She opened the store when the only place for nearby farmers and their families to find books were the sparse shelves of the public library and a spinner rack of Westerns at the local five-and-dime. She had no yearning to live or work in America's big cities.

"I think I really just like small-town living. I like buying things from people I know. I like taking my tires right here to this guy, and having him fix them up for me," she says as she points to a young man entering the store through the back door.

And if she needs a stronger dose of culture, she says, she can travel to the East or West coasts by way of the Memphis airport or take "a nice train ride" to Chicago or New Orleans.

"The small towns offer some intimate opportunities, especially here with authors," she says. "You're not one of 5,000 people watching someone with binoculars down there."

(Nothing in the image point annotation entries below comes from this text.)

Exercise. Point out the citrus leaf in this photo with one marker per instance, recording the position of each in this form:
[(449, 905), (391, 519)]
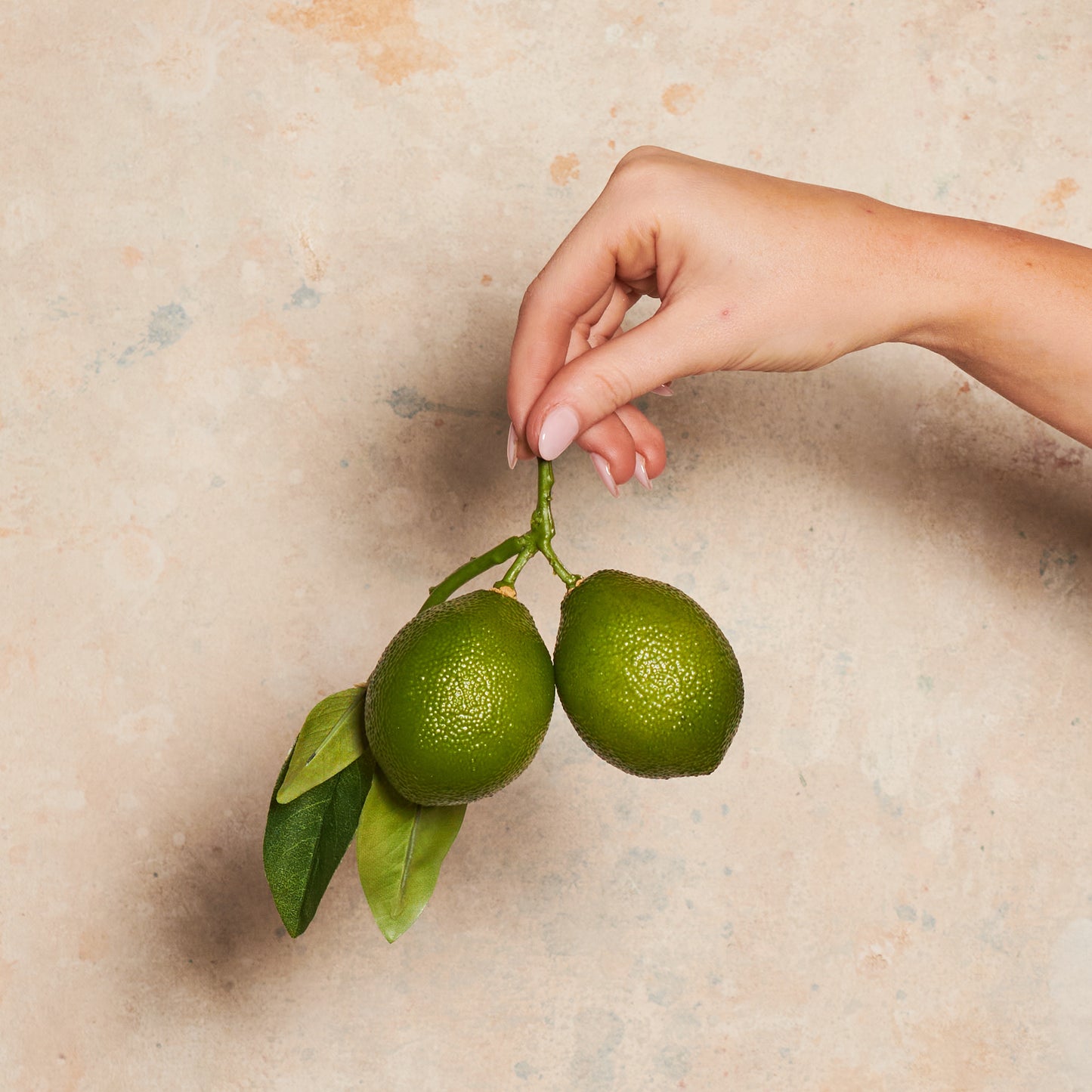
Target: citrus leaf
[(400, 848), (306, 839), (333, 736)]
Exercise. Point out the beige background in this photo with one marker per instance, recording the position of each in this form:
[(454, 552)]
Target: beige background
[(261, 267)]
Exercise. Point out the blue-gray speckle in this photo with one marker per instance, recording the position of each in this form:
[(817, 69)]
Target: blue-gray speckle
[(304, 297)]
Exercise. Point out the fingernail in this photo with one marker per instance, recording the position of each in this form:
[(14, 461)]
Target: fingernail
[(559, 429), (512, 447), (604, 468)]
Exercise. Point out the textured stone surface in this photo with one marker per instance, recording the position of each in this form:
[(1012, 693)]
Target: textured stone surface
[(261, 269)]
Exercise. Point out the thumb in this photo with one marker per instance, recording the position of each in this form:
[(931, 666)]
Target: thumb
[(592, 385)]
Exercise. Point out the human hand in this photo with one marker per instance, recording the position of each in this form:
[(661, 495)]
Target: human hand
[(753, 273)]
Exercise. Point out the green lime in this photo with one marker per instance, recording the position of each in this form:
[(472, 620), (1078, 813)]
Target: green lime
[(647, 677), (460, 699)]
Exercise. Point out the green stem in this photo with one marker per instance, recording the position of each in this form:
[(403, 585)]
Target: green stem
[(542, 525), (539, 540), (473, 568)]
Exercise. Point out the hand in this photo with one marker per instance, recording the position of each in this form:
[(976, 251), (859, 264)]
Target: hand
[(753, 273)]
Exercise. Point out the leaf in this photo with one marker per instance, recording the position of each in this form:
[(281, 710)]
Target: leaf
[(306, 839), (333, 736), (400, 848)]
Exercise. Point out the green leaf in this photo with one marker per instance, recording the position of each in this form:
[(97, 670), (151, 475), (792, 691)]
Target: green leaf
[(333, 736), (306, 839), (400, 848)]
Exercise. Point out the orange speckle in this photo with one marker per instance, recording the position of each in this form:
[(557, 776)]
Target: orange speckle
[(565, 169), (679, 98), (387, 36), (1056, 198)]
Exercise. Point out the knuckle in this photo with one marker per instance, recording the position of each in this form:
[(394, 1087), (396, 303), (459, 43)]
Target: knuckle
[(640, 163), (614, 387), (532, 294)]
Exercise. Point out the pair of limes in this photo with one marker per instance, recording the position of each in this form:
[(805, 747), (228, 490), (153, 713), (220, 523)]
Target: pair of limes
[(462, 697)]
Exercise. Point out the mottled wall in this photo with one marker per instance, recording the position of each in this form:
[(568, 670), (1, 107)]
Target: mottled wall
[(261, 269)]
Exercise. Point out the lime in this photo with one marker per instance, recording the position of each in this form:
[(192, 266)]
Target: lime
[(647, 677), (460, 699)]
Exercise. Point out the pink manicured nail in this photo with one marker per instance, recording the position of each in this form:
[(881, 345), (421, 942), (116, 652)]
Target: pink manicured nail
[(559, 429), (512, 449), (604, 468)]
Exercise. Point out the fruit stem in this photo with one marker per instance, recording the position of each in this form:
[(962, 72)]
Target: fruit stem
[(474, 568), (542, 524), (539, 540)]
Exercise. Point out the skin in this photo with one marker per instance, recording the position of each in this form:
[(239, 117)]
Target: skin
[(760, 273)]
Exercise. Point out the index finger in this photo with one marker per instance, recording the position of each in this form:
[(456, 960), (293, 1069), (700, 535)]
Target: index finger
[(577, 279)]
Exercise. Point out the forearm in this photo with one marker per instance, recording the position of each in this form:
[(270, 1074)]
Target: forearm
[(1015, 311)]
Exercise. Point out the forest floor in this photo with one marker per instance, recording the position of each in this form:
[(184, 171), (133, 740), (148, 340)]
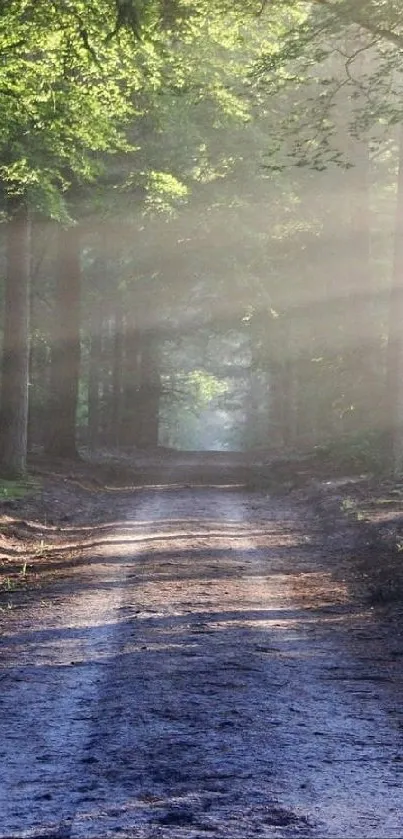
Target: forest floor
[(199, 646)]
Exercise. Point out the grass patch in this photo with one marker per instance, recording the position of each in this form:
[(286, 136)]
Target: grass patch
[(14, 489)]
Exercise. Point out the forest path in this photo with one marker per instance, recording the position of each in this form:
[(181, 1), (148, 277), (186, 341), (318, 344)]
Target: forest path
[(200, 674)]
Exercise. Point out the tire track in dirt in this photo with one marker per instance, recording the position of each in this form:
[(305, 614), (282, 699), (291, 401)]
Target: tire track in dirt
[(222, 685)]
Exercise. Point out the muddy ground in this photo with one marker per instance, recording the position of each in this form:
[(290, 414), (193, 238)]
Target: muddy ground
[(195, 646)]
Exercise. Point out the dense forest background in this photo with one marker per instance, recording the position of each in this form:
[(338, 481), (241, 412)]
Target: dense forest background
[(202, 227)]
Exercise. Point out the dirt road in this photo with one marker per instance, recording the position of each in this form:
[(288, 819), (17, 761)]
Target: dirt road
[(200, 674)]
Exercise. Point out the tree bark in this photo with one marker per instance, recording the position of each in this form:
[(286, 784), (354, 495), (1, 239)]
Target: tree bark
[(15, 361), (117, 376), (65, 353), (94, 366), (130, 386), (149, 392), (394, 356)]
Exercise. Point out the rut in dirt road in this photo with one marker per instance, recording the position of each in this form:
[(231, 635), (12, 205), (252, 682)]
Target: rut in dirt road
[(199, 675)]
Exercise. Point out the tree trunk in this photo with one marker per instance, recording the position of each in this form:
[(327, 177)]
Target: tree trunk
[(65, 354), (117, 374), (15, 361), (394, 357), (94, 366), (149, 392), (130, 386)]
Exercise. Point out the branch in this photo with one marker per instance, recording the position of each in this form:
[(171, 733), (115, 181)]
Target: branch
[(351, 16)]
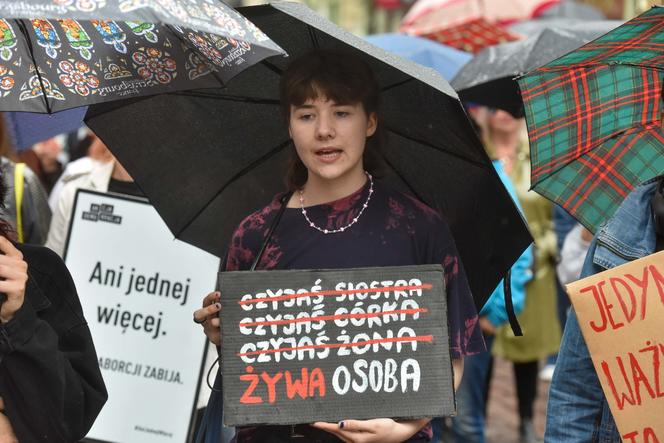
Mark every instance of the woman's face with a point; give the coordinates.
(503, 121)
(329, 137)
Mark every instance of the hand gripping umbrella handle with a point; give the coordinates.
(509, 306)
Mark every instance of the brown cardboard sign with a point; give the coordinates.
(621, 314)
(326, 345)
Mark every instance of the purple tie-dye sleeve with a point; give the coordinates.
(465, 334)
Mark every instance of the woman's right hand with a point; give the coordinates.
(208, 317)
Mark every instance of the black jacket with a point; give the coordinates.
(49, 375)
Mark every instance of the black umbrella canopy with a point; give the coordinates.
(207, 159)
(489, 78)
(61, 54)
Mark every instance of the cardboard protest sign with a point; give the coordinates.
(621, 314)
(308, 345)
(138, 288)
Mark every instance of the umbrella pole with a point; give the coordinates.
(24, 31)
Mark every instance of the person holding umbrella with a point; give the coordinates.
(51, 388)
(338, 216)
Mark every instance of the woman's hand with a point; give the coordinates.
(208, 316)
(379, 430)
(6, 431)
(13, 277)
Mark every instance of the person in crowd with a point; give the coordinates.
(44, 159)
(338, 216)
(469, 424)
(541, 330)
(577, 410)
(573, 254)
(97, 153)
(101, 172)
(26, 206)
(108, 176)
(51, 388)
(562, 224)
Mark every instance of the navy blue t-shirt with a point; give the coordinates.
(394, 230)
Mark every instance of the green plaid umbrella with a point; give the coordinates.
(594, 119)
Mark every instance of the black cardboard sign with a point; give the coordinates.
(326, 345)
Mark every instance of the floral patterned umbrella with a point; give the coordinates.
(61, 54)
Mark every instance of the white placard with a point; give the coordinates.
(139, 287)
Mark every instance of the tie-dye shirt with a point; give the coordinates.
(394, 230)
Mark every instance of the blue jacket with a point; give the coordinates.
(494, 308)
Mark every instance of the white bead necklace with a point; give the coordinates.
(343, 228)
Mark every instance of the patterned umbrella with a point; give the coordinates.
(470, 25)
(594, 119)
(60, 54)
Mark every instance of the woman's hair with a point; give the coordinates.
(335, 75)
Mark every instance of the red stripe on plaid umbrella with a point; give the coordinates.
(577, 103)
(529, 93)
(597, 176)
(644, 110)
(597, 109)
(560, 161)
(630, 44)
(600, 45)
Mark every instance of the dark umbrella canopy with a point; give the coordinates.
(489, 78)
(60, 54)
(211, 158)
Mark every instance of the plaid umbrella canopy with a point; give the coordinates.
(594, 119)
(470, 25)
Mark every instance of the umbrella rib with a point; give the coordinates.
(231, 98)
(237, 176)
(272, 67)
(396, 85)
(24, 31)
(203, 57)
(313, 36)
(432, 146)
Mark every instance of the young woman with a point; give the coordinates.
(51, 389)
(339, 216)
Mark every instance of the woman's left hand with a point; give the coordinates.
(379, 430)
(13, 277)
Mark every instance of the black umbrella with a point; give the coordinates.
(211, 158)
(489, 78)
(60, 54)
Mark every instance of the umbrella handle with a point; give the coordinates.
(284, 201)
(509, 306)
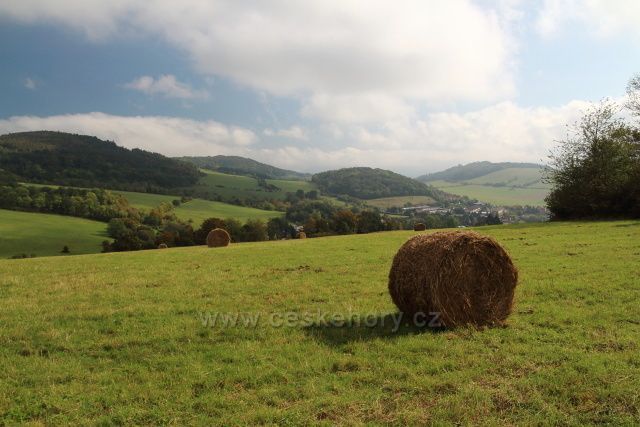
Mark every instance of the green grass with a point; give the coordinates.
(197, 209)
(244, 187)
(500, 196)
(528, 177)
(45, 235)
(400, 201)
(117, 339)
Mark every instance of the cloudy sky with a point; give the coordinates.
(409, 85)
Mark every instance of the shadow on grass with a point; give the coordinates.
(633, 224)
(387, 327)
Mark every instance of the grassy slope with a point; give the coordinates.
(44, 235)
(246, 187)
(116, 337)
(197, 209)
(530, 190)
(506, 196)
(529, 177)
(388, 202)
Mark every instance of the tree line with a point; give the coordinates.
(595, 170)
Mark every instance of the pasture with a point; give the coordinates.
(46, 234)
(500, 196)
(244, 187)
(145, 337)
(198, 210)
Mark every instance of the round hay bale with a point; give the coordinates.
(217, 238)
(464, 277)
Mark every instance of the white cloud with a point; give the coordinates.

Her store now is as big as she wants it to be, open seven days a week and doing business on the Internet. While sales have dropped off since the terror attacks, the store has survived because of her writer friend, Grisham, Shipley says. While television and lethargy are her biggest competitors, she has learned that she can't go wrong if she selects the right books.

"Some people can't read. Some people won't read. But I have found that it depends on what the book is," she says. "My husband hasn't read a book since he got out of high school. But he wants to read every book that John Grisham has written."

Shipley's immediate goals are to trim the store's inventory and coordinate events with writers, the community college, the state university in Jonesboro and other groups to promote learning and ideas.

In due course, she says, she'll figure out her plans for the store, whether it be selling it or hiring someone to take her place. She's emphatic, though, about one thing.

"I'm not going to be one of these people, 80 or 90 years old, still coming to the store, unlocking the door," she says.